A highly efficient and robust Cu/SiO2 catalyst prepared by the ammonia evaporation hydrothermal method for glycerol hydrogenolysis to 1,2-propanediol

A highly efficient and robust Cu/SiO2 catalyst from a pure-phase copper phyllosilicate precursor was successfully fabricated by the ammonia evaporation hydrothermal (AEH) method. The impregnation (IM) Cu/SiO2 catalyst was prepared for comparison. The structure, morphologies, thermal stability and surface chemical state of these catalysts were comprehensively characterized by ICP, BET, XRD (in situ XRD), N2O chemisorption, H2-TPR, IR and Raman spectroscopy, TEM and XPS. Compared to the IM sample, the AEH catalyst was exceedingly highly active and stable (300 h) for glycerol hydrogenolysis to 1,2-propanediol. The unprecedented catalytic performance was attributed to the strong interaction between Cu and SiO2 species derived from copper phyllosilicate, well-dispersed Cu nanoparticles and the cooperative effect of Cu0 and Cu+. Moreover, active Cu0 species were identified as the primary active sites for glycerol hydrogenolysis, as corroborated by the strong correlation between 1,2-propanediol yield and Cu surface area.

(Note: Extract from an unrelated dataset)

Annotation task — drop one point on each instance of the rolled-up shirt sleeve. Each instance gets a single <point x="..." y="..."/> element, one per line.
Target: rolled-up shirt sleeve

Water‐Promoted Hydrogenation of Levulinic Acid to γ‐Valerolactone on Supported Ruthenium Catalyst

A highly efficient and green process for the hydrogenation of biomass‐derived levulinic acid (LA) to γ‐valerolactone (GVL) has been developed. GVL was obtained in a yield of 99.9 mol % with a turnover frequency as high as 7676 h−1 in aqueous medium by using a Ru/TiO2 catalyst under mild reaction conditions (70 °C). The strong interaction between Ru and TiO2 facilitated both the dispersion of Ru nanoparticles and the stability of the catalyst. In addition, as solvent, water participated in the hydrogenation of LA, which was confirmed by an isotope‐ labeling experiment with D (D2O). Specifically, the H atom(s) in water took part in the hydrogenation of the CO group of LA, which promoted the catalytic activity and GVL yield remarkably.

A new strategy for the efficient synthesis of 2-methylfuran and γ-butyrolactone

A novel process involving the coupling of the hydrogenation of furfural and the dehydrogenation of 1,4-butanediol has been studied in the vapor phase for the synthesis of 2-methylfuran (2-MF) and γ-butyrolactone (γ-BL) over the same Cu-based catalyst. It was found that hydrogen and heat energy are utilized with high efficiency in this process.